Or if you are really adventurous, start making this document yourself as you
get feedback. The guide can includes things like coding style as well as
mistakes to avoid "prefer do loops over while loops", "always check for nulls
after $API_CALL". (As a bonus here, you will make mistakes in your doc and
you'll get additional feedback: more learning opportunities.)

------
shubb
I don't think this is a problem you'll solve with books.

To some extent code is a matter of taste, and good taste is more important
than you'd think.

You need to talk about each change and figure out what is driving it. Why was
it wrong in that place when it was right yesterday. Figure out the general
rules they are trying to follow and try not to make the same mistake twice.

I know it's frustrating and demoralising but please view it as mentoring. In
this industry, so many juniors never get the experience your getting and never
learn how to code well. Please stop viewing changes as a personal failure.

If you are getting many corrections you might want to slow down a bit.
Properly test before committing and give the code a read through as if you
were reviewing it.

You don't say what kind of changes they are making.
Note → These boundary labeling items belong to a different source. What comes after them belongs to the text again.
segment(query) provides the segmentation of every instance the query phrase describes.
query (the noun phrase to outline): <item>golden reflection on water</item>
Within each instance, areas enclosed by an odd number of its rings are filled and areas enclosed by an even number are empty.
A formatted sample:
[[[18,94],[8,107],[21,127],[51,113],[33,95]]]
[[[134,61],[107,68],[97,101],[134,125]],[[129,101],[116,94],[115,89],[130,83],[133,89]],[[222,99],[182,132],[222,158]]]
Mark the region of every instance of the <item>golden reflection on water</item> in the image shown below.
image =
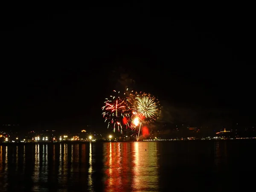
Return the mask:
[[[16,161],[15,161],[15,171],[17,172],[18,170],[18,160],[19,159],[19,156],[18,155],[18,146],[16,146]]]
[[[92,143],[90,143],[89,151],[89,168],[88,169],[88,187],[90,191],[93,191],[93,182],[92,175],[93,174],[93,157]]]
[[[58,173],[59,175],[61,175],[61,170],[62,170],[62,163],[63,163],[63,162],[62,162],[62,161],[61,160],[61,144],[60,143],[60,157],[59,157],[59,167],[58,167]]]
[[[26,151],[25,145],[23,146],[23,163],[22,166],[22,172],[24,173],[25,172],[25,166],[26,166]]]
[[[156,142],[104,145],[105,191],[158,190]]]
[[[6,146],[5,159],[4,161],[4,174],[7,174],[8,170],[8,146]]]
[[[40,176],[39,172],[40,169],[40,149],[38,144],[35,144],[35,166],[34,167],[32,179],[34,183],[37,183],[39,181]]]
[[[3,147],[0,146],[0,173],[2,172],[3,167]]]
[[[46,177],[48,171],[48,145],[47,144],[43,145],[43,157],[42,159],[41,172],[40,173],[41,176]]]
[[[82,145],[81,151],[81,161],[84,164],[81,167],[81,171],[82,172],[86,172],[86,145]]]
[[[133,191],[158,191],[158,165],[157,142],[136,142],[134,145]]]

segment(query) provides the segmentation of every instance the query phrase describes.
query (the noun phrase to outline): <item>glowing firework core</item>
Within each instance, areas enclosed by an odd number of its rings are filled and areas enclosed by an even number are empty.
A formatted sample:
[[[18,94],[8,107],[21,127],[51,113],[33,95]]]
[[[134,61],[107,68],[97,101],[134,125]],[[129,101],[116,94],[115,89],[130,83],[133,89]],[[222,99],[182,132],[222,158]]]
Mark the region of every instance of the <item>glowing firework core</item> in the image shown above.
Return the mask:
[[[134,118],[133,121],[133,124],[137,127],[140,125],[140,119],[138,117],[136,117]]]

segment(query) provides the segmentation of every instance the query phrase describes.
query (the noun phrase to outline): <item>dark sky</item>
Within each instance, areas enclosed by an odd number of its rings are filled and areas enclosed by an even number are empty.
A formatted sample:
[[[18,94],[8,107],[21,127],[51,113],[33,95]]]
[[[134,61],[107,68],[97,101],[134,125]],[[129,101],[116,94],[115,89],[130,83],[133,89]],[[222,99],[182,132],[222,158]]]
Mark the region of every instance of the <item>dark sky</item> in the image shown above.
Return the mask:
[[[137,5],[2,13],[0,122],[105,128],[101,108],[122,77],[158,97],[163,122],[253,122],[250,21],[177,19],[169,11]]]

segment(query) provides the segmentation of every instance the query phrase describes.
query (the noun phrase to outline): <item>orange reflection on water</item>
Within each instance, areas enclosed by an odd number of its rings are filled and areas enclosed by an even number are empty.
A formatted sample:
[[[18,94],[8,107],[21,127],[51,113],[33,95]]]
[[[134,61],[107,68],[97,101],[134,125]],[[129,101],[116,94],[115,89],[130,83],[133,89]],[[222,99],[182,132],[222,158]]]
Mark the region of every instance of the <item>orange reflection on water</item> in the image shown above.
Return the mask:
[[[158,191],[157,142],[134,142],[132,191]]]
[[[40,157],[39,144],[36,144],[35,145],[35,166],[33,172],[33,176],[32,179],[34,183],[37,183],[39,180],[40,178]],[[35,186],[35,189],[38,189],[37,186]]]
[[[83,165],[81,167],[81,171],[83,172],[86,172],[86,145],[82,144],[81,151],[81,161]]]
[[[131,143],[104,144],[105,191],[129,191],[133,163]]]
[[[0,173],[3,170],[3,147],[0,146]]]

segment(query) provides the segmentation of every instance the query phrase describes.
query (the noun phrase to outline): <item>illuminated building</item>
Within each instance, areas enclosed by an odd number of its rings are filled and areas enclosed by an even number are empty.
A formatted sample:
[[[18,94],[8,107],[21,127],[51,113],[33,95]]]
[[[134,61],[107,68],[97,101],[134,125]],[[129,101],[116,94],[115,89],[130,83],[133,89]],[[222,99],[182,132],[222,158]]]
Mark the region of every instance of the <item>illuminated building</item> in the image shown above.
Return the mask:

You need to figure out
patterns there.

If your senior is being an ass that's different. There are bullies in every
walk of life. If that's the case try to keep them sweet.

When I was younger and felt more experienced devs were getting at me, I often
realise they meant well but were bad at communicating and particularly
imagining the situation from my perspective on order to spot gaps in my
knowledge. Ask them to pick out and talk you through how they would improve
your code for an hour a week?

In terms of avoiding getting people mad, mistakes are fine but repeat mistakes
are not, so really focus on not needing the able correction twice.

------
gregjor
I've been reviewing code for a long time, and I've had lots of my own code
reviewed. You have to learn to accept code reviews as mentoring and learning
and striving for consistency across the team. If you think of reviews as a
contest of egos or a test to pass you aren't getting the most out of it. Most
juniors now days don't get the opportunity to have a more experienced
programmer review their code.

Main problems I see when reviewing code:

1\. Doesn't meet requirements, or requirements not understood. If you aren't
clear on what you're supposed to deliver before you start coding you need to
ask questions. Make a plan, identify intermediate goals, have someone else
validate your approach.

2\. Over-engineering. Solve the problem assigned. Don't create more problems
or try to plan for every eventuality. Prefer simple, understandable solutions.
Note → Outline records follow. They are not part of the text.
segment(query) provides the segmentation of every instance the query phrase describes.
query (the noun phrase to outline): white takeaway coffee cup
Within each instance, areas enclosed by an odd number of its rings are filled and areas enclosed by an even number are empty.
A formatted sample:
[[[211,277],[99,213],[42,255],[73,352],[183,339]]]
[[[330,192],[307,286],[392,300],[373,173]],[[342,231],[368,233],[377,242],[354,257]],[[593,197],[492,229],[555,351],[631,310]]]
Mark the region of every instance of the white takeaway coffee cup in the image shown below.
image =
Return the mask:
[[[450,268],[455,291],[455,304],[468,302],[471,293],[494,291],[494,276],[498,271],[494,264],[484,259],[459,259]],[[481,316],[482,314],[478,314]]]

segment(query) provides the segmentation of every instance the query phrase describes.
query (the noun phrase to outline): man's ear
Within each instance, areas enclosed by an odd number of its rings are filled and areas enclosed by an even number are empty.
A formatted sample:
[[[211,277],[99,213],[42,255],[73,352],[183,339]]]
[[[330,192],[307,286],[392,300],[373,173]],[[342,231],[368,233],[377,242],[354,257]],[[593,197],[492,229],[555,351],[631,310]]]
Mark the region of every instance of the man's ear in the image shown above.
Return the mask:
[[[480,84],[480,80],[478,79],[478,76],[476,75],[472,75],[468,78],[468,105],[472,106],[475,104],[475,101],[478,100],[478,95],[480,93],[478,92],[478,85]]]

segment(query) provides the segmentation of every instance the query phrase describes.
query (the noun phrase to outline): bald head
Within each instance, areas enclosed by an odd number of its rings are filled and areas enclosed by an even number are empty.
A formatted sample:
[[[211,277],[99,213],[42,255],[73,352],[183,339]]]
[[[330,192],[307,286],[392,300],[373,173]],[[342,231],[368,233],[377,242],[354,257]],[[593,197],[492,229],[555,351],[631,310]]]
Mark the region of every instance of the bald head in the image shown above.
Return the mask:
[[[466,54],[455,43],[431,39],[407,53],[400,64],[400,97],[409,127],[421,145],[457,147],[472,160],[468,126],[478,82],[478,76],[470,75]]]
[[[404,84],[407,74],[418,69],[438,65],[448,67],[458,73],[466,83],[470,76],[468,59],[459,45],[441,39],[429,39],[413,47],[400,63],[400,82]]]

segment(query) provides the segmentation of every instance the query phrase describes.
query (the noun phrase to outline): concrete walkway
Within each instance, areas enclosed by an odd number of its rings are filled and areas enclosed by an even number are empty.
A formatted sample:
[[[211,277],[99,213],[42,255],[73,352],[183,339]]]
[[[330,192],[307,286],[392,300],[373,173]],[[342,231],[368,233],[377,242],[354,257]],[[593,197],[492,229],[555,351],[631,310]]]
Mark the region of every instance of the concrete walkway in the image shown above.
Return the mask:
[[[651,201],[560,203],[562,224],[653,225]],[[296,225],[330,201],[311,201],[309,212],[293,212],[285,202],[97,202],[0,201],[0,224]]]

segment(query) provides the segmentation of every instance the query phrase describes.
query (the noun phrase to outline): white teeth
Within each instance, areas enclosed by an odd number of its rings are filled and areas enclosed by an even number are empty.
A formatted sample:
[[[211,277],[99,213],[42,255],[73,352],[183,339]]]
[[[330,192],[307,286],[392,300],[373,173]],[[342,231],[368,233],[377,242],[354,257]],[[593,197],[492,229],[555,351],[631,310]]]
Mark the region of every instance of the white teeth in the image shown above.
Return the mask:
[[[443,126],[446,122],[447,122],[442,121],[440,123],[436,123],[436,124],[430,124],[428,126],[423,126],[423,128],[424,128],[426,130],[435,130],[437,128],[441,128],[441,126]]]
3\. Not tested. Test carefully. Then test again. I don't mean just making all
the lights green in TDD. You should go test carefully and make sure you see
expected behavior according to requirements. Think about edge cases. Build
testability, logging, etc. in from the start.

4\. Sloppy work. Read your code. This is called desk checking. Review your
code before someone else does. It's surprising how many obvious errors you can
find just reading through code.

5\. Idiosyncratic style. If your team has written standards, follow them. If
not propose that the team define and follow some standards. In lieu of that
make your code look like what the senior devs produce. Lots of time is wasted
resolving disagreements over things like indenting and variable naming.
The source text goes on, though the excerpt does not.